We have all used the Format-Table, Format-List, Format-Wide cmdlets to make our output more attractive. We know the importance of the Format- cmdlets now. But are we aware of the importance of the position of Format- cmdlets in the pipeline??

Have a look into the below three cmdlet examples:

Get-Process | Format-Table

get-process

 

Get-Process | Get-Member

 

get-process

Get-Process | Format-Table | Get-Member

get-member

When we do a Get-Member, why are we getting “Microsoft.PowerShell.Commands.Internal.Format.FormatStartData” or “Microsoft.PowerShell.Commands.Internal.Format.GroupStartData” instead of  “System.Diagnostics.Process”, with just adding “Format-Table” in the pipeline.

The reason is that the Format-Table cmdlet does not output process objects. It consumes the process objects that you piped in and it outputs the formatting instructions – which is what the Get-Member sees and reports on.

Now try the below cmdlet:

Get-Service | select name, displayname, status | Format-Table | ConvertTo-Html | Out-File services.html

Open the services.html file with your favorite browser and you will be surprised to see the contents of that file, since it does not contain any of the service objects (which you were expecting). This is because you did not pipe the service objects to the ConvertTo-Html cmdlet, instead you have piped the formatting instructions.

This is the reason why the “Format-” cmdlets have to be the last thing on the pipeline.

 

One Object At A Time

We have to avoid putting multiple types of objects into the pipeline. This is because the pipeline is designed to handle only one type of objects.

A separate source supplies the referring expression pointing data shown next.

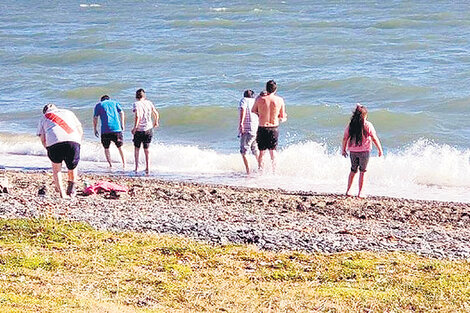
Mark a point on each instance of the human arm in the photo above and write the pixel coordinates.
(377, 143)
(241, 118)
(345, 142)
(282, 112)
(95, 125)
(122, 118)
(156, 117)
(80, 130)
(344, 146)
(43, 139)
(136, 122)
(136, 118)
(254, 109)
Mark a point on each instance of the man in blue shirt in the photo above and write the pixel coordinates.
(112, 126)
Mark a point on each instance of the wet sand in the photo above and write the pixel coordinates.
(270, 219)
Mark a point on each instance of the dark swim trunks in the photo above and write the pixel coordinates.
(359, 159)
(116, 137)
(144, 138)
(267, 137)
(68, 151)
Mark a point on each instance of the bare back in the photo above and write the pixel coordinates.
(270, 109)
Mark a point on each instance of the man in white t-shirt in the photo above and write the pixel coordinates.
(247, 127)
(146, 119)
(61, 134)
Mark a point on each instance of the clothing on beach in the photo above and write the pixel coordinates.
(59, 125)
(267, 137)
(104, 186)
(250, 123)
(68, 151)
(248, 142)
(116, 137)
(143, 109)
(359, 159)
(366, 144)
(143, 137)
(109, 114)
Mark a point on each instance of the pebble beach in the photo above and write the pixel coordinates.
(270, 219)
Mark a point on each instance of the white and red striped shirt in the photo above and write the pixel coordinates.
(59, 125)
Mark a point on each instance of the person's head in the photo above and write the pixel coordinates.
(139, 94)
(48, 107)
(271, 86)
(249, 93)
(356, 126)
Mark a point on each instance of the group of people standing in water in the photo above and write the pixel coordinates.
(259, 119)
(61, 134)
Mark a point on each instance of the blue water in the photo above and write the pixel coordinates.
(408, 62)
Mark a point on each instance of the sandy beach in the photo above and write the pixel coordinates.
(269, 219)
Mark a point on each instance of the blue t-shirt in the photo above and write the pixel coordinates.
(108, 111)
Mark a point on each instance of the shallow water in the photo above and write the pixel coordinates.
(407, 62)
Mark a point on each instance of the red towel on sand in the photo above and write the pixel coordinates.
(103, 186)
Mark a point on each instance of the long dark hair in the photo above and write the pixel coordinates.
(356, 126)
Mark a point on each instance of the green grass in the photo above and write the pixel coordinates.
(58, 266)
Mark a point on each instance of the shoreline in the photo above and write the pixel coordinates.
(271, 219)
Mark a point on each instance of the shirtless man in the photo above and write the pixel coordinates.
(271, 111)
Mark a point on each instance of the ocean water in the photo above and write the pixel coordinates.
(408, 62)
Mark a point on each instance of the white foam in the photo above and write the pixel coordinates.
(219, 9)
(422, 171)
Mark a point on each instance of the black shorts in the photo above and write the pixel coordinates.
(68, 151)
(359, 159)
(144, 138)
(267, 138)
(114, 137)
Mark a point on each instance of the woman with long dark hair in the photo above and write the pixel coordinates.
(358, 138)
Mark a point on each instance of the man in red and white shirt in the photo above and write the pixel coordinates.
(61, 134)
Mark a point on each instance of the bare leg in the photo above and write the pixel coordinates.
(350, 180)
(72, 175)
(136, 158)
(122, 158)
(108, 157)
(147, 161)
(245, 161)
(260, 159)
(273, 154)
(361, 182)
(57, 175)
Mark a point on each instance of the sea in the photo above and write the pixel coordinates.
(408, 62)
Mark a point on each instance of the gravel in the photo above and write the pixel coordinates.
(269, 219)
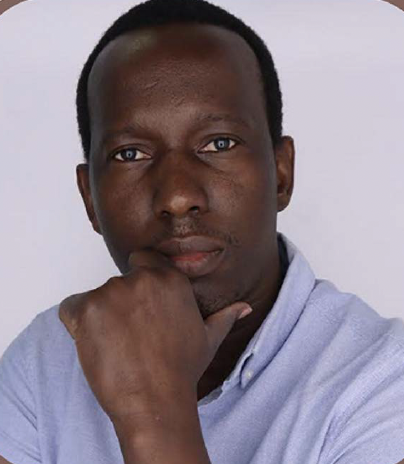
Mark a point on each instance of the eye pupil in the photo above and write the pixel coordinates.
(222, 144)
(131, 153)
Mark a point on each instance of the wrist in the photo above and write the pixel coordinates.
(172, 433)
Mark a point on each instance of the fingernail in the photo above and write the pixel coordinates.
(245, 312)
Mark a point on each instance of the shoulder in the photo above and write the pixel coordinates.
(353, 319)
(360, 367)
(43, 345)
(359, 352)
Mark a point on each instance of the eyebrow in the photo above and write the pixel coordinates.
(203, 117)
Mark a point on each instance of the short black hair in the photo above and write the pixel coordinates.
(164, 12)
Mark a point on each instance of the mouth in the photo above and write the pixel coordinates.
(197, 264)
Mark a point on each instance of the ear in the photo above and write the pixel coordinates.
(285, 168)
(83, 183)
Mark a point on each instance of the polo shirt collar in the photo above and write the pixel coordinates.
(296, 288)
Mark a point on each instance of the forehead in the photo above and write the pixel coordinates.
(175, 65)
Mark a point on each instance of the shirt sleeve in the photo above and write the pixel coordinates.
(372, 429)
(18, 422)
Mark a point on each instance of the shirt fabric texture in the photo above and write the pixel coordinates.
(321, 382)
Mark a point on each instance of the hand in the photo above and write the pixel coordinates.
(140, 337)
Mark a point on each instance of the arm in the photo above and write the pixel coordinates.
(169, 437)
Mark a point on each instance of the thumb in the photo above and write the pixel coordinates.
(218, 325)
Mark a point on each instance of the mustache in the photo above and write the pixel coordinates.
(186, 228)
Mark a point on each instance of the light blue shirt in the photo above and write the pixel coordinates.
(321, 382)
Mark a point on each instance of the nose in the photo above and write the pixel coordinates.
(180, 189)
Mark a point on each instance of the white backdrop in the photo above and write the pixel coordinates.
(341, 65)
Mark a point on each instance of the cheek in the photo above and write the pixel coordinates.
(119, 211)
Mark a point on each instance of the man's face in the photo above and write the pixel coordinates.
(197, 157)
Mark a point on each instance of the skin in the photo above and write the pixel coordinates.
(164, 81)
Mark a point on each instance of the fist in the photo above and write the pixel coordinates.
(140, 337)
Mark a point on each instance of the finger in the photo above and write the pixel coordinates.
(148, 258)
(219, 324)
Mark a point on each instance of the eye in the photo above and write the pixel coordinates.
(220, 144)
(127, 154)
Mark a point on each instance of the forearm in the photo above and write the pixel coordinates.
(165, 437)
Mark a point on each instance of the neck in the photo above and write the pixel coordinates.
(237, 340)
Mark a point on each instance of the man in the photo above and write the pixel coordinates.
(180, 114)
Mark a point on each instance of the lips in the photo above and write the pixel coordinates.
(189, 245)
(194, 256)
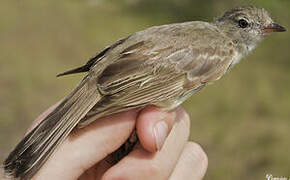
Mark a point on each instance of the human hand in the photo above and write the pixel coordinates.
(83, 154)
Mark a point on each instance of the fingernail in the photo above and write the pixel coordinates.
(160, 132)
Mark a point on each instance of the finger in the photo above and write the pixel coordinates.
(153, 126)
(85, 147)
(141, 164)
(192, 163)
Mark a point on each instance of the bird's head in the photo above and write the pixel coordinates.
(247, 25)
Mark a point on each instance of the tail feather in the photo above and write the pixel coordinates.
(32, 152)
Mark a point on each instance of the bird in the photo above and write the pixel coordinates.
(161, 66)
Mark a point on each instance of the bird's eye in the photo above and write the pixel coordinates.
(243, 23)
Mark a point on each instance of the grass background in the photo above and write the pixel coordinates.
(242, 121)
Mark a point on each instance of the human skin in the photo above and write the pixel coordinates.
(163, 154)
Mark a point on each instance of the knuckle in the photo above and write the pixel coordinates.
(153, 169)
(195, 154)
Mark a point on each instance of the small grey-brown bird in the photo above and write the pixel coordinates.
(162, 66)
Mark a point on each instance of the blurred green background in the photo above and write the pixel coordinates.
(242, 121)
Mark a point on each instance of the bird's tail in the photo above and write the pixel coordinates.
(32, 152)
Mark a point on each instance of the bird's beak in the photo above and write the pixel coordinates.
(273, 28)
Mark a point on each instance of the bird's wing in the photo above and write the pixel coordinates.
(151, 69)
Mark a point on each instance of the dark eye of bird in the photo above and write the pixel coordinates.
(243, 23)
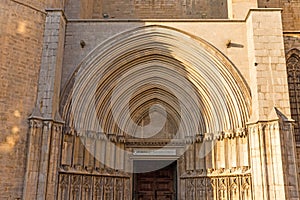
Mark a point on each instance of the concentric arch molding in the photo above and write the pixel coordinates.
(198, 88)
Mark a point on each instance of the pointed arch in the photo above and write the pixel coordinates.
(293, 72)
(199, 87)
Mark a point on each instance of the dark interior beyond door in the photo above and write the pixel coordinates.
(159, 184)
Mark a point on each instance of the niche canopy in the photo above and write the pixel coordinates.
(154, 75)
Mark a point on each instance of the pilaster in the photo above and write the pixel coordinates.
(46, 125)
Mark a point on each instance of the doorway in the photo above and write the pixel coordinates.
(158, 184)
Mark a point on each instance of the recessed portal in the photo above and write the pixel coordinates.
(158, 184)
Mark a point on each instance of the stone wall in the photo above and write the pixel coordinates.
(290, 12)
(21, 32)
(129, 9)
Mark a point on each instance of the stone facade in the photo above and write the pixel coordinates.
(81, 81)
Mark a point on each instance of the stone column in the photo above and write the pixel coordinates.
(272, 169)
(45, 142)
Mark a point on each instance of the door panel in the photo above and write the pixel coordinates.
(156, 185)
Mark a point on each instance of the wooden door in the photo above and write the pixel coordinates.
(156, 185)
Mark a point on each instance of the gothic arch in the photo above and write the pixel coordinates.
(293, 71)
(182, 72)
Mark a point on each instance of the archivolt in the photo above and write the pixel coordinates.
(119, 81)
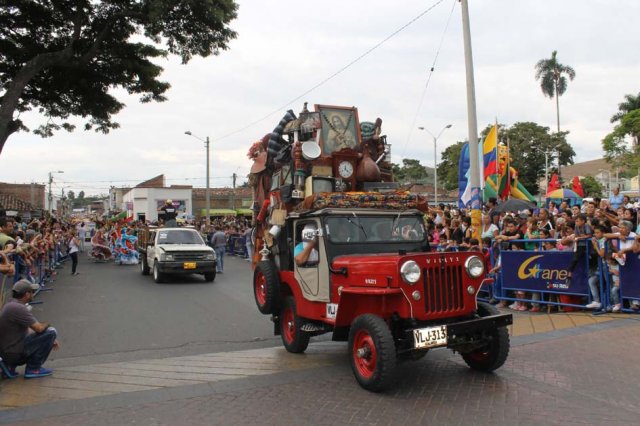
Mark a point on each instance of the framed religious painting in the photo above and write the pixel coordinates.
(340, 128)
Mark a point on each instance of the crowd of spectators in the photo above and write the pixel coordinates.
(606, 230)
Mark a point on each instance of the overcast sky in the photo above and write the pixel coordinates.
(285, 47)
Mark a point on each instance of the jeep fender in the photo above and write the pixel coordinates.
(355, 301)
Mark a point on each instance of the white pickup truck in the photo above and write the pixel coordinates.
(175, 251)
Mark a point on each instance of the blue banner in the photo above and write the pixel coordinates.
(629, 273)
(543, 271)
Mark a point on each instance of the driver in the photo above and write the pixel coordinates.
(305, 251)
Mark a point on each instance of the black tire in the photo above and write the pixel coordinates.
(158, 276)
(144, 266)
(372, 353)
(266, 287)
(494, 355)
(293, 338)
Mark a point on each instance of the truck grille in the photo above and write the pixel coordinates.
(188, 255)
(443, 290)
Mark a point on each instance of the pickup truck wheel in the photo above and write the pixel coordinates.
(144, 266)
(266, 287)
(372, 352)
(293, 338)
(494, 354)
(158, 276)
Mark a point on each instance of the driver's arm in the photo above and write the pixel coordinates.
(302, 257)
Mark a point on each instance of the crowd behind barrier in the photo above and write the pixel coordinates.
(566, 257)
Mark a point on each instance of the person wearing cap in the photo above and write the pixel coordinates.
(23, 339)
(170, 213)
(305, 251)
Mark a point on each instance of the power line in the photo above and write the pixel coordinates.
(330, 77)
(426, 86)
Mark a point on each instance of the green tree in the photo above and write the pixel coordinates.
(448, 167)
(591, 187)
(621, 147)
(411, 171)
(65, 58)
(553, 79)
(629, 104)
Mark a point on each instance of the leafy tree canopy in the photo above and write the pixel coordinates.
(411, 171)
(621, 146)
(62, 58)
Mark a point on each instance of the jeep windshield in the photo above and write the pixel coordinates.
(179, 237)
(374, 229)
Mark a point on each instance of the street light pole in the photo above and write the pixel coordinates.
(207, 195)
(435, 159)
(50, 193)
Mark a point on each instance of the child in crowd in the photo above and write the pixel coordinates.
(614, 271)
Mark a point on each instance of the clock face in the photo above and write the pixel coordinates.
(345, 169)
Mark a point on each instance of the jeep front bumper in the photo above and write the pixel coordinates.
(460, 336)
(196, 267)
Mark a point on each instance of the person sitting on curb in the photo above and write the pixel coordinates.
(24, 340)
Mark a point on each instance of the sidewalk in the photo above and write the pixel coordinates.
(74, 383)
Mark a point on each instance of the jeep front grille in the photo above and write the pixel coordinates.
(187, 256)
(443, 288)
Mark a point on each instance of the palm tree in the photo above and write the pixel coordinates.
(553, 79)
(630, 103)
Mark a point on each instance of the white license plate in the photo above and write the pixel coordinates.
(430, 337)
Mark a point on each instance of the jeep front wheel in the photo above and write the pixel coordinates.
(372, 352)
(495, 352)
(293, 338)
(266, 285)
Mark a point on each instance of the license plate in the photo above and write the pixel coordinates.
(430, 337)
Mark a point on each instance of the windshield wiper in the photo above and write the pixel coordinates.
(359, 225)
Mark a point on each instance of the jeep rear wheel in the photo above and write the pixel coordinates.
(494, 354)
(266, 287)
(293, 338)
(144, 266)
(372, 352)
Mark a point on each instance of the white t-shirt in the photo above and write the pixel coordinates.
(73, 247)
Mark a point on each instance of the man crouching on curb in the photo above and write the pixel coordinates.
(24, 340)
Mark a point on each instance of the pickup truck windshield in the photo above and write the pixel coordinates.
(363, 229)
(179, 237)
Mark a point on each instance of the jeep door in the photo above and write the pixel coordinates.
(313, 276)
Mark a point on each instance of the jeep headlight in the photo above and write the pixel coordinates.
(410, 272)
(166, 257)
(474, 266)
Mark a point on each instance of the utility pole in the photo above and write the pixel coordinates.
(474, 175)
(233, 206)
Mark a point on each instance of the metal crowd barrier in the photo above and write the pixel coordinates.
(545, 272)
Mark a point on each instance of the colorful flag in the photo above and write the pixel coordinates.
(489, 151)
(504, 185)
(577, 186)
(554, 183)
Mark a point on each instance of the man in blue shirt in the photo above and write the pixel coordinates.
(616, 198)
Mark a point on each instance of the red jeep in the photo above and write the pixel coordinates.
(374, 282)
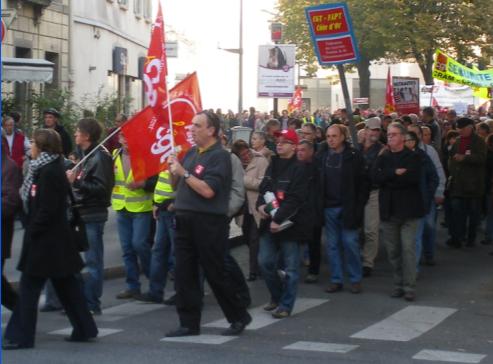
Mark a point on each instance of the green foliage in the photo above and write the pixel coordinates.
(398, 30)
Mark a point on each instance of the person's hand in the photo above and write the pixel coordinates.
(439, 200)
(175, 167)
(459, 157)
(263, 214)
(71, 175)
(135, 185)
(274, 227)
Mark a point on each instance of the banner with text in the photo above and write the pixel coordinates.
(332, 34)
(276, 70)
(406, 95)
(448, 69)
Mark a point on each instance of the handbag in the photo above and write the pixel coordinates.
(77, 226)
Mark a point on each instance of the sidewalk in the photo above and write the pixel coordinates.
(113, 262)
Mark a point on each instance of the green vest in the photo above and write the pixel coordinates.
(122, 198)
(164, 189)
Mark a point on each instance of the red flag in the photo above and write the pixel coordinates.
(155, 67)
(389, 96)
(296, 102)
(148, 133)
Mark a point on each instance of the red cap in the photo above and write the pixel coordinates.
(289, 135)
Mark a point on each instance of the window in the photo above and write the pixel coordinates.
(147, 9)
(138, 8)
(54, 58)
(123, 4)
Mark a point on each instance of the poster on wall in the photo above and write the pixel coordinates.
(276, 70)
(406, 94)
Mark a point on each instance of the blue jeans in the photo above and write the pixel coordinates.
(426, 235)
(134, 229)
(160, 252)
(273, 252)
(489, 218)
(94, 257)
(341, 241)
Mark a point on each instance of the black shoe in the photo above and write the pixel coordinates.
(73, 339)
(49, 308)
(127, 294)
(147, 297)
(170, 301)
(252, 277)
(96, 312)
(430, 261)
(183, 331)
(367, 271)
(237, 327)
(11, 345)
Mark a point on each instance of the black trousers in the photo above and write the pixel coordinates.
(314, 250)
(251, 236)
(22, 325)
(9, 295)
(202, 239)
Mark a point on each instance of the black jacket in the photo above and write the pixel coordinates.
(66, 140)
(287, 179)
(48, 249)
(93, 186)
(355, 186)
(400, 196)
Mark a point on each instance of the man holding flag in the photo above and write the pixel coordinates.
(201, 204)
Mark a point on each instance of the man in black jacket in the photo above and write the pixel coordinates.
(285, 181)
(398, 173)
(92, 184)
(344, 194)
(51, 117)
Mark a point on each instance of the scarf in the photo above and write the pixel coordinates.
(34, 166)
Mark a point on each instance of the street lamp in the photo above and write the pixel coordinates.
(238, 51)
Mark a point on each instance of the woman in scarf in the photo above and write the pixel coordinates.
(48, 251)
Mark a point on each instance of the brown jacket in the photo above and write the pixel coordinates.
(254, 173)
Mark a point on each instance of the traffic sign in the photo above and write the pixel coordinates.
(332, 34)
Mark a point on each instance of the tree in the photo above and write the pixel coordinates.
(365, 16)
(460, 28)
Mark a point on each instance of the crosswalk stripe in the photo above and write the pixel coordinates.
(406, 324)
(125, 310)
(449, 356)
(323, 347)
(201, 339)
(261, 318)
(102, 332)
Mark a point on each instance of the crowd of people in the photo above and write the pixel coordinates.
(300, 181)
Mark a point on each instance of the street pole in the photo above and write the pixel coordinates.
(240, 63)
(347, 101)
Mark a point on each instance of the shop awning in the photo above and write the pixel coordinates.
(26, 70)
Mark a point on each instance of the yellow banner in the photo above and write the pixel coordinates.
(448, 69)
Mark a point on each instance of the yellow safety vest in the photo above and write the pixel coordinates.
(312, 120)
(122, 198)
(164, 189)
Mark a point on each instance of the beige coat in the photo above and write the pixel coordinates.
(254, 173)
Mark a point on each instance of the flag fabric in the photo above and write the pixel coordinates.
(389, 95)
(296, 101)
(148, 133)
(155, 66)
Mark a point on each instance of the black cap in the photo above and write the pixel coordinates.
(463, 122)
(52, 111)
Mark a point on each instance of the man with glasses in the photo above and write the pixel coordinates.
(286, 180)
(344, 194)
(398, 173)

Enter the cmdlets as below and run them, you will understand what I just said:

Get-Process; Get-Service

The semicolon allows me to put two cmdlets into the single command line, without having to pipe the output of the first cmdlet to the second one. In other words, both the cmdlets will run independently, however they will put the output to the same pipeline.

process-service

 

As you can see in the figure above, the output starts fine, displaying process objects. But the output breaks when displaying the service objects. Rather than producing a table for the service objects, PowerShell reverts to a list.

The  formatting system looks at the first object in the pipeline and uses the type of that object to determine what formatting to produce. If the pipeline contains two or more kinds of objects, the output will not always be complete or useful.